Than you're not looking.
There is an Embedded ABI being worked on, with fewer volatile registers -- probably a0..a3 and t0..t1 instead of a0..a7 and t0..t6 for Linux, thus cutting down the number of registers that need to be saved on an interrupt to six (plus ra) instead of fifteen. Also, all registers from 16..31 become callee-save, making the ABI identical between rv32i and rv32e. This is being worked on by people in the embedded community.
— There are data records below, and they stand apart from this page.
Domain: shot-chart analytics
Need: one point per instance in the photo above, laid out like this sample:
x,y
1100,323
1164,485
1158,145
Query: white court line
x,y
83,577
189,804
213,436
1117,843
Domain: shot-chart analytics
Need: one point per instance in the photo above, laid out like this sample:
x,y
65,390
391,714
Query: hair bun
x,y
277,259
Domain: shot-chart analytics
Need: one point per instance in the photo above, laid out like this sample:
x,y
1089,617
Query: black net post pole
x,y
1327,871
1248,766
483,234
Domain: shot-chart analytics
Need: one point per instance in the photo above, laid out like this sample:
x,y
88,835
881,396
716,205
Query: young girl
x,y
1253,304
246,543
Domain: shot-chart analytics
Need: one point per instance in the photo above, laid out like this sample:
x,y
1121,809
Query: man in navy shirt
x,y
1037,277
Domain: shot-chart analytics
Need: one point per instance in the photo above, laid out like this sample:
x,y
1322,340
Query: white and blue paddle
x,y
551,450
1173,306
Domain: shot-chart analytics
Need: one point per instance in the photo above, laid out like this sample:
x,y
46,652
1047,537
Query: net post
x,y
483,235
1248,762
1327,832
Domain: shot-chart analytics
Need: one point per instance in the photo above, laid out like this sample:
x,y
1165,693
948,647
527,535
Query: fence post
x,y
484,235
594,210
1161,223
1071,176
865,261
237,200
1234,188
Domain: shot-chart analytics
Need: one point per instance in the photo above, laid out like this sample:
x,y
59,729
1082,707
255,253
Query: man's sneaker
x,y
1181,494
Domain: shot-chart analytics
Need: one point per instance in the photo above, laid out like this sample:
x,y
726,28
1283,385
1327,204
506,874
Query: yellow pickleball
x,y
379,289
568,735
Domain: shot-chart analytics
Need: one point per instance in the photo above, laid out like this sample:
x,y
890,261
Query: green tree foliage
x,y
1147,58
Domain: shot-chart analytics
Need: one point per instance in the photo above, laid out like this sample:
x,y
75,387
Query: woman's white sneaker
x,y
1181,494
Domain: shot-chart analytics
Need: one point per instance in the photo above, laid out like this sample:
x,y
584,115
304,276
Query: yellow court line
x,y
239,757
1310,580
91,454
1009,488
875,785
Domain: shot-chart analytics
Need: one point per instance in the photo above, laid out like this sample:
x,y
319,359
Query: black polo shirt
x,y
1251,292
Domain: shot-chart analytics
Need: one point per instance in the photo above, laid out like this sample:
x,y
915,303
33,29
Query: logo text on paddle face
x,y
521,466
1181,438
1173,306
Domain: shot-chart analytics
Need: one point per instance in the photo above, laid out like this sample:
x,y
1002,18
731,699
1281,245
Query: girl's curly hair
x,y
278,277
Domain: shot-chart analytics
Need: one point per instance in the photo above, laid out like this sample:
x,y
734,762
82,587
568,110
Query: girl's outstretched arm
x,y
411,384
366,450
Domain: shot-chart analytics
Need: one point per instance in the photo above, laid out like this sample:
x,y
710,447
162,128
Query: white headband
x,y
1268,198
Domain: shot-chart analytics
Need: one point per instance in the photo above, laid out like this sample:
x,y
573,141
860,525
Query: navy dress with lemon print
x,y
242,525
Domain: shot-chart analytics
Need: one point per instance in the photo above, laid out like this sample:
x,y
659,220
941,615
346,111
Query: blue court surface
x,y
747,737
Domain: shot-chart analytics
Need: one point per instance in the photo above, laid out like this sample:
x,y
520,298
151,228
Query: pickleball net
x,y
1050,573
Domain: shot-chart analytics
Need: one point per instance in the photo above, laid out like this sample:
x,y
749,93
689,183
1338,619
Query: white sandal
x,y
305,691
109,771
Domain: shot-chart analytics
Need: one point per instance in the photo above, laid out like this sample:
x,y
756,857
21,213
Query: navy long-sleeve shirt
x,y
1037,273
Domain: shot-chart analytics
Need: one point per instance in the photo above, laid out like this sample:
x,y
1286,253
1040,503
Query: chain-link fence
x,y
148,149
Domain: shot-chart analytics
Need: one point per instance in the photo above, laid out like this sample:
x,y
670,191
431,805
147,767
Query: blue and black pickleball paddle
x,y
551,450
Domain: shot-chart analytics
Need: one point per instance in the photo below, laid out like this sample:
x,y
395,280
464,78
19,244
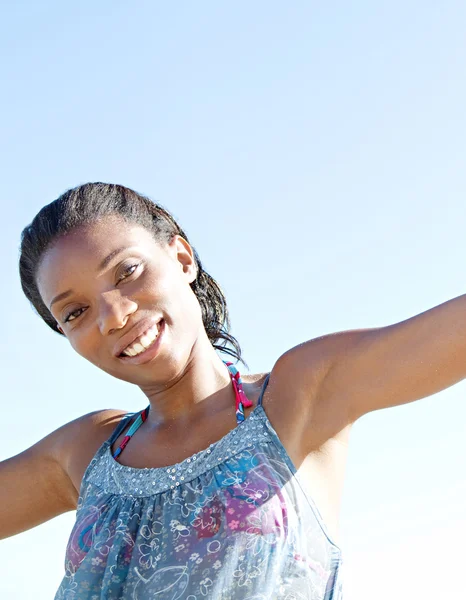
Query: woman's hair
x,y
92,201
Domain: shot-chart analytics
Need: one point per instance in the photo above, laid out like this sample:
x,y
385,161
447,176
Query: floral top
x,y
231,522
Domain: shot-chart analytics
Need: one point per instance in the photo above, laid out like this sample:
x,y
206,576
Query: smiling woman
x,y
206,500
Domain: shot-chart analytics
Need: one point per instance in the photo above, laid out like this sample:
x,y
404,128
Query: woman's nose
x,y
115,311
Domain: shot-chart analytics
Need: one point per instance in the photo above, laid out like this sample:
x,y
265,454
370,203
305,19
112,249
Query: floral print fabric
x,y
232,522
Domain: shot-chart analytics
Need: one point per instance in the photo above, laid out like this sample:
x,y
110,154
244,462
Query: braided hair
x,y
89,203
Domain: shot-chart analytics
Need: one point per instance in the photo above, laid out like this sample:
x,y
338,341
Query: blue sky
x,y
315,155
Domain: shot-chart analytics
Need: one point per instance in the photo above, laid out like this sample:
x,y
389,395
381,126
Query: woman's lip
x,y
135,332
149,353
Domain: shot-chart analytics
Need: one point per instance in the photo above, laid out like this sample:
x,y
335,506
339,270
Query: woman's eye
x,y
74,314
128,271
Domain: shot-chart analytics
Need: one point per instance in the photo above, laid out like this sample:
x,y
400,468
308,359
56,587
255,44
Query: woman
x,y
198,495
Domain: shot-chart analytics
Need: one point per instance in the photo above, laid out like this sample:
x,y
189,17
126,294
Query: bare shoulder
x,y
79,440
294,398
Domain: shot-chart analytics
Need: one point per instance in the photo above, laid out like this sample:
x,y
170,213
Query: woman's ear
x,y
185,257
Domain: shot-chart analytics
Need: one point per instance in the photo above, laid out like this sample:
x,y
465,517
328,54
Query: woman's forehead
x,y
88,249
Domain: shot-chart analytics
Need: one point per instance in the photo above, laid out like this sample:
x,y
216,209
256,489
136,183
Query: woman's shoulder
x,y
83,436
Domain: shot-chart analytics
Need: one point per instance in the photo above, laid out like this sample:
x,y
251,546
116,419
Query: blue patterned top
x,y
231,522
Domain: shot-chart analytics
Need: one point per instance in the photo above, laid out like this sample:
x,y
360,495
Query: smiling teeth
x,y
142,342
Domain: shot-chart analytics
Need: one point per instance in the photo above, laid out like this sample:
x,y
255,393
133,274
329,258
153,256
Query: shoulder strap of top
x,y
121,427
131,431
261,396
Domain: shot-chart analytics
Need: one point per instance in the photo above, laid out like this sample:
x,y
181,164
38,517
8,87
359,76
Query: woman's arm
x,y
364,370
43,481
34,487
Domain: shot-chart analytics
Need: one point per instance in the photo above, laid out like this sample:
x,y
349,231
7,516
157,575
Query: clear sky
x,y
315,155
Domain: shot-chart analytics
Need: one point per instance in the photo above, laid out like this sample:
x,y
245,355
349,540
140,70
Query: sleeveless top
x,y
230,522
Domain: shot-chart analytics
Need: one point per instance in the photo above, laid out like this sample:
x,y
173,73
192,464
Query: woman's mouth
x,y
145,346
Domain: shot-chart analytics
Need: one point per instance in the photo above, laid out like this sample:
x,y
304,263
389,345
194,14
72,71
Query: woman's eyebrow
x,y
61,296
112,255
102,266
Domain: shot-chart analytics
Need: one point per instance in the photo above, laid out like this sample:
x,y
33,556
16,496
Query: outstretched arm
x,y
365,370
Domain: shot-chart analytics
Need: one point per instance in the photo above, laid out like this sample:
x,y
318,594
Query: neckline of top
x,y
116,465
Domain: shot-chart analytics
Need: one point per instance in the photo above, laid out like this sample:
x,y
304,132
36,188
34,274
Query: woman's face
x,y
123,300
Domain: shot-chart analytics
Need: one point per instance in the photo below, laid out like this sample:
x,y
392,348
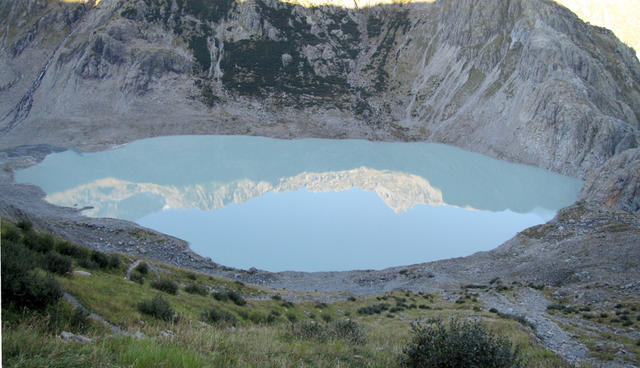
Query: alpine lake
x,y
308,204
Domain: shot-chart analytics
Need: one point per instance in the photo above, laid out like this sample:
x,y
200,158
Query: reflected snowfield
x,y
311,204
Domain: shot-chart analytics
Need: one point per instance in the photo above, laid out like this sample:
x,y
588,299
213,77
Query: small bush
x,y
114,261
79,321
11,233
221,296
25,225
58,264
292,317
75,251
22,284
460,344
88,264
143,268
258,318
237,298
326,317
273,316
100,259
308,330
165,285
136,277
156,307
219,317
196,289
373,309
349,330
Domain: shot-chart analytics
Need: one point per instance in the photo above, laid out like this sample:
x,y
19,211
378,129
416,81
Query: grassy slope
x,y
30,339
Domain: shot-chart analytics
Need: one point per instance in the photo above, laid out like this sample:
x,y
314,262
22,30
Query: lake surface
x,y
310,204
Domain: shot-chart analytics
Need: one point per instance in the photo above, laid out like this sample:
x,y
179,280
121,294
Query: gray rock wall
x,y
525,81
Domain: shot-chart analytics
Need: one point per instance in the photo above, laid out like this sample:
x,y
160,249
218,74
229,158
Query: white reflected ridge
x,y
311,204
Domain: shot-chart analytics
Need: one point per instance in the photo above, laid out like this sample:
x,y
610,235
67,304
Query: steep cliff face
x,y
521,80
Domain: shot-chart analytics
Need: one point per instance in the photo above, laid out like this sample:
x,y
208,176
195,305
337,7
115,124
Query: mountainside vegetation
x,y
147,326
486,78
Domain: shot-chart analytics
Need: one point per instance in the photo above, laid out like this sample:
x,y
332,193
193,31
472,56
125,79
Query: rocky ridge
x,y
525,81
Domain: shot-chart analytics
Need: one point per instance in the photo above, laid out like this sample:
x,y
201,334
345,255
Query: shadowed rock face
x,y
616,184
523,80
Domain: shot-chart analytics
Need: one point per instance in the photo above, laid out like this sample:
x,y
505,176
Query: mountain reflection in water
x,y
173,183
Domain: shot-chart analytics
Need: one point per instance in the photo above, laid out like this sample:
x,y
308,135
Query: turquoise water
x,y
311,204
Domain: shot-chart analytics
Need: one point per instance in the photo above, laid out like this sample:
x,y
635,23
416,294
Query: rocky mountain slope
x,y
525,81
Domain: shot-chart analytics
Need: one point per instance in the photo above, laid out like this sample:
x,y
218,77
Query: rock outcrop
x,y
616,184
525,81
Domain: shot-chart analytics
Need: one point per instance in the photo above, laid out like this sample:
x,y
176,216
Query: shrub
x,y
236,298
165,285
79,321
374,309
58,264
136,277
221,296
460,344
142,267
196,289
349,330
219,317
308,330
69,249
156,307
273,316
25,225
114,261
22,285
11,233
87,263
258,318
326,317
100,259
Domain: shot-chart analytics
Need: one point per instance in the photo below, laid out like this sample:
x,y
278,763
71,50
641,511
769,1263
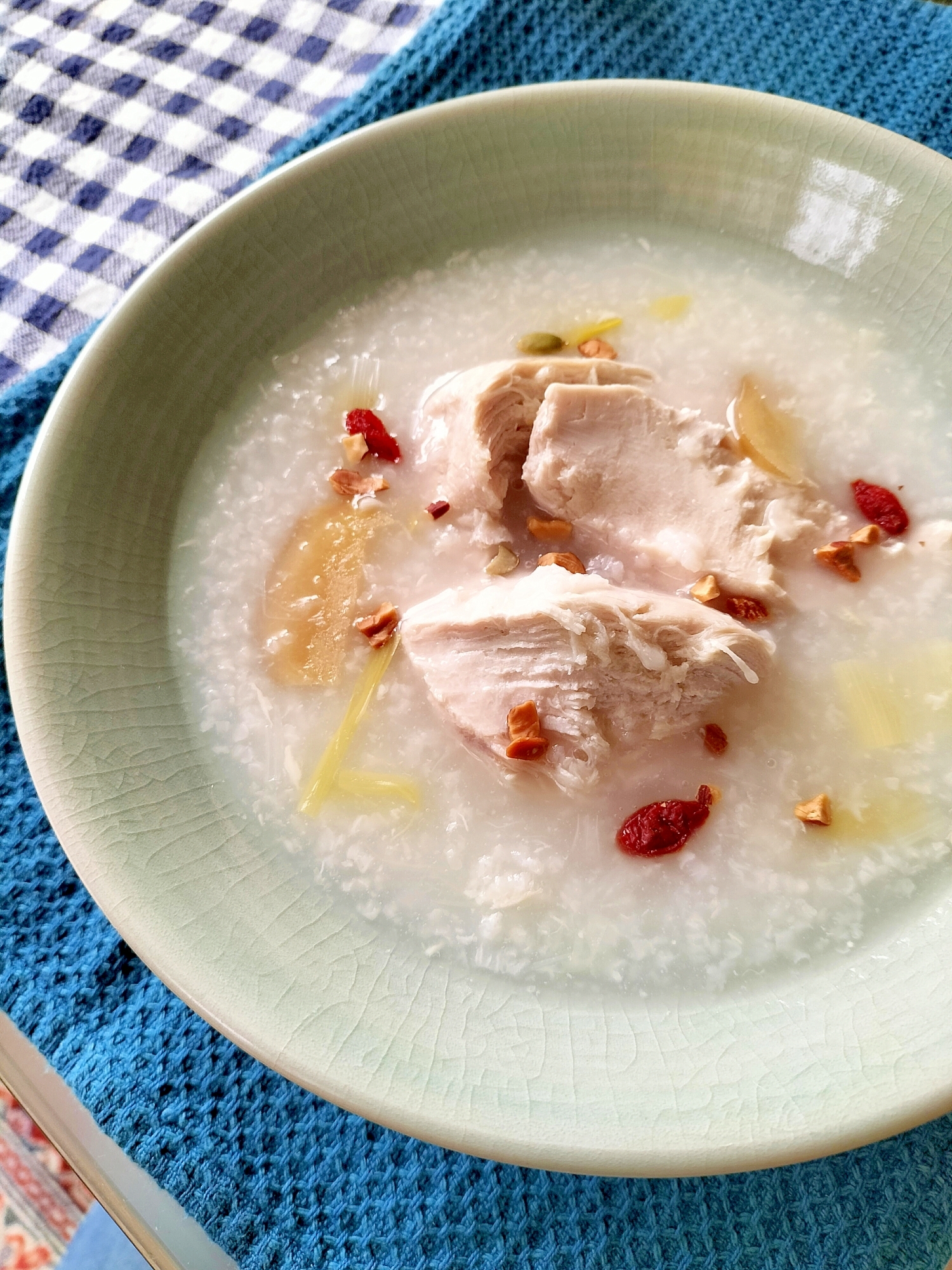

There is the CLIC (Core Local Interrupt Controller), a backward-compatible enhancement that was *specifically* designed with the needs and inputs of the embedded community. I've already pointed you to this. It provides direct vectoring to C functions decorated with an attribute, plus with a very small amount of ROMable code that can be built into a processor it provides vectoring to *standard* ABI C functions along with features such as interrupt chaining (dispatching to the next handler without restoring and re-saving registers), late dispatch (if I higher priority interrupt comes in while registers are being saved), and similar latencies to those ARM cores provide.
SiFive has developed a small 2-stage pipeline processor core *specifically* for deeply embedded real-time applications. There is no branch prediction .. all taken branches take 2 cycles. Other suppliers such as Syntacore and PULPino have similar cores, for example the Zero RISCy in the new NXP chip. SiFive has also developed an extension for the 3-series and 5-series cores to disable branch prediction for embedded real-time tasks (and of course turning part of the the icache into instruction scratchpad).
The Vector Extension working group had been bending over backwards to accommodate the wishes and needs of the embedded community and make the very lowest-end implementations simpler and better performing. As a simple example, the high-end people such as Esperano, Barcelona Supercomputer Centre, and Krste at SiFive wanted predicated-off vector lanes to be set to zero i.e. vadd dst,src1,src2 should not have to read dst. The embedded guys wanted the predicated-off vector lanes to be "left untouched". In this and in several other areas the design has been modified to better suit small embedded cores.
The Bit Manipulation Working Group is almost exclusively looking at things that primarily the embedded community want.
Claims that there is "no focus on MCUs at all at the moment, not even a recognition that MCUs are different from MPUs" is so far from the clearly obvious truth that it just about has to be trolling.